The definition of Fourier transform I'm using is:
$$f(\xi)=\frac{1}{\sqrt{2\pi}}\int_{-\infty}^\infty f(x)e^{-i\xi x}dx$$
EDIT: I think I know what my problem was, I was doing the fourier transform of the sine individualy instead of doing the fourier transform of $f(y)\times sin(xy)$. Doing this and substituing the sine for its exponential formula will give the answer right?
Best Answer
The solution is $$f(y)=\frac{2}{\pi}\frac{y}{1+y^2}$$ I will add the derivation soon.
Derivation:
Let $$g(y)= \begin{cases} f(y)&&y\ge0 \\ 0&&y<0 \end{cases} $$ Then, with Euler's formula, we can rephrase the problem as $$\int^\infty_{-\infty}g(y)\left(\frac{e^{ixy}-e^{-ixy}}{2i}\right)dy=e^{-x}$$
Equivalently, $$\mathcal F\{g(y)\}(-x)-\mathcal F\{g(y)\}(x)=i\sqrt{\frac2\pi}e^{-x}$$ $$G(-x)=G(x)+i\sqrt{\frac2\pi}e^{-x}\qquad{x>0}$$
This functional equation does not tell much, as the solution is not unique. The best we can do is defining $$G(x)= \begin{cases} \varphi (x) && x>0 \\ \varphi(-x)+i\sqrt{\frac2\pi}e^{x} && x<0 \end{cases} $$ for some $\varphi (x):\mathbb R^+$ with sufficiently nice properties.
Then, $$ \begin{align} g(y)&=\frac{1}{\sqrt{2\pi}}\int^\infty_{-\infty}G(x)e^{ixy}dx \\ \sqrt{2\pi}g(y)&=\int^\infty_{0}G(x)e^{ixy}dx+\int^{\infty}_{0}G(-x)e^{-ixy}dx \\ &=\int^\infty_{0}\varphi(x)e^{ixy}dx+\int^{\infty}_{0}\left(\varphi(x)+i\sqrt{\frac2\pi}e^{-x}\right)e^{-ixy}dx \\ &=2\int^\infty_{0}\varphi(x)\cos(xy)dx+i\sqrt{\frac2\pi}\int^{\infty}_{0}e^{-x}e^{-ixy}dx \\ &=2\int^\infty_{0}\varphi(x)\cos(xy)dx+i\sqrt{\frac2\pi}\frac1{1+iy} \\ g(x)&=\sqrt{\frac2\pi}\int^\infty_{0}\varphi(x)\cos(xy)dx+\frac i\pi\frac1{1+iy} \\ \end{align} $$
Let $a>0$. By assumption, $g(-a)=0$. Therefore, $$\sqrt{\frac2\pi}\int^\infty_{0}\varphi(x)\cos(ay)dx+\frac i\pi\frac1{1-ia}=0$$
Then, $$\begin{align} g(a)&=\sqrt{\frac2\pi}\int^\infty_{0}\varphi(x)\cos(ay)dx+\frac i\pi\frac1{1+ia} \\ &=-\frac i\pi\frac1{1-ia}+\frac i\pi\frac1{1+ia} \\ &=\frac2\pi\frac{a}{1+a^2} \end{align} $$
Hence, $$f(y)=\frac{2}{\pi}\frac{y}{1+y^2}$$
Verification:
(The calculations below are a bit sloppy as I assumed that the integral and differentiation can be interchanged.)

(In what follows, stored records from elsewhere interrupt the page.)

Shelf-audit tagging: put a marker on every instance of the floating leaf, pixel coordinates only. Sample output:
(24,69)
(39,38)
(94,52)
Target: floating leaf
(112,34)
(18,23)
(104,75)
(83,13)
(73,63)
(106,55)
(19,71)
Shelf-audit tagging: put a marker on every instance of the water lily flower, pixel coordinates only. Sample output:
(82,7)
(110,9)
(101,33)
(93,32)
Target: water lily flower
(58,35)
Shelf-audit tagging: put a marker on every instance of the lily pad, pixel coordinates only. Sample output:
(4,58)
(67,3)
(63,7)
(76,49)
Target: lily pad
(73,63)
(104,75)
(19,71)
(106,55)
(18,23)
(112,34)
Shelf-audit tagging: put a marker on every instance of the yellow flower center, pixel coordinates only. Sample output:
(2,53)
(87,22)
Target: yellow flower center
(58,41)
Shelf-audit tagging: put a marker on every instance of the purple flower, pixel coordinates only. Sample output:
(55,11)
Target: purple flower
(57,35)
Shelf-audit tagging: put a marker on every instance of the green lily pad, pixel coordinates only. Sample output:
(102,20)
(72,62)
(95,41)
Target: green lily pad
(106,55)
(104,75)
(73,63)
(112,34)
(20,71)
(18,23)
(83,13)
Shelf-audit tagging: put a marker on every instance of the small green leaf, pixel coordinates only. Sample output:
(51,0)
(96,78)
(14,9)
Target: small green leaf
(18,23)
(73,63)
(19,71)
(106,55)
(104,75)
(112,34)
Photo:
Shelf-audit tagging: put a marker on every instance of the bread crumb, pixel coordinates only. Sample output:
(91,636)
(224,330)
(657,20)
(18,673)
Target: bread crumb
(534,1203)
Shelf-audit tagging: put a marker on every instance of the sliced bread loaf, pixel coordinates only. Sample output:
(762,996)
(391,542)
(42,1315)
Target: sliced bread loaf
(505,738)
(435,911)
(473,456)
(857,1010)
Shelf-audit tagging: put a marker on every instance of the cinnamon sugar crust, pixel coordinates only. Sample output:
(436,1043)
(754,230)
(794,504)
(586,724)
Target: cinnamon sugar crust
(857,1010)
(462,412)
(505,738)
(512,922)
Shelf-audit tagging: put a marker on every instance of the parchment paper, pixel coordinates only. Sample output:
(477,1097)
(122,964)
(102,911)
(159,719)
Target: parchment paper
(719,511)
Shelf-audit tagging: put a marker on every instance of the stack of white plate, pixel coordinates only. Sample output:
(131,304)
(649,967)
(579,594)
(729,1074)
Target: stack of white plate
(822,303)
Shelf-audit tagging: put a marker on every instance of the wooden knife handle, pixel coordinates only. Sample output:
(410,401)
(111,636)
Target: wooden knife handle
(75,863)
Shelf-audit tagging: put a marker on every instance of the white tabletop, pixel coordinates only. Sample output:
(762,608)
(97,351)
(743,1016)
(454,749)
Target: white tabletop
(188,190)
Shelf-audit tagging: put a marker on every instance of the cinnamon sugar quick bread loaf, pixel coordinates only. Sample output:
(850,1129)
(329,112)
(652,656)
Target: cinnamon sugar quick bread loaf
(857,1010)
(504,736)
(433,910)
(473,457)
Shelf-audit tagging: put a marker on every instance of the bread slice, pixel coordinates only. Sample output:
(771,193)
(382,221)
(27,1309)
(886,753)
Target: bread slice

$$\begin{align} L.H.S. &=\frac2\pi \int^\infty_0\frac{y}{1+y^2}\sin(xy)dy \\ &=-\frac2\pi\frac{\partial}{\partial x}\int^\infty_0\frac{\cos(xy)}{1+y^2}dy \\ &=-\frac1\pi\frac{\partial}{\partial x}\int^\infty_{-\infty}\frac{\cos(xy)}{1+y^2}dy \\ &=-\frac1\pi\frac{\partial}{\partial x}\pi e^{-x} \\ &=e^{-x}\\ &=R.H.S. \end{align} $$
Here we utilized the well-known integral identity $$\int^\infty_{-\infty}\frac{\cos(ax)}{1+x^2}dx=\pi e^{-|a|}$$ For its proof, see the accepted answer here.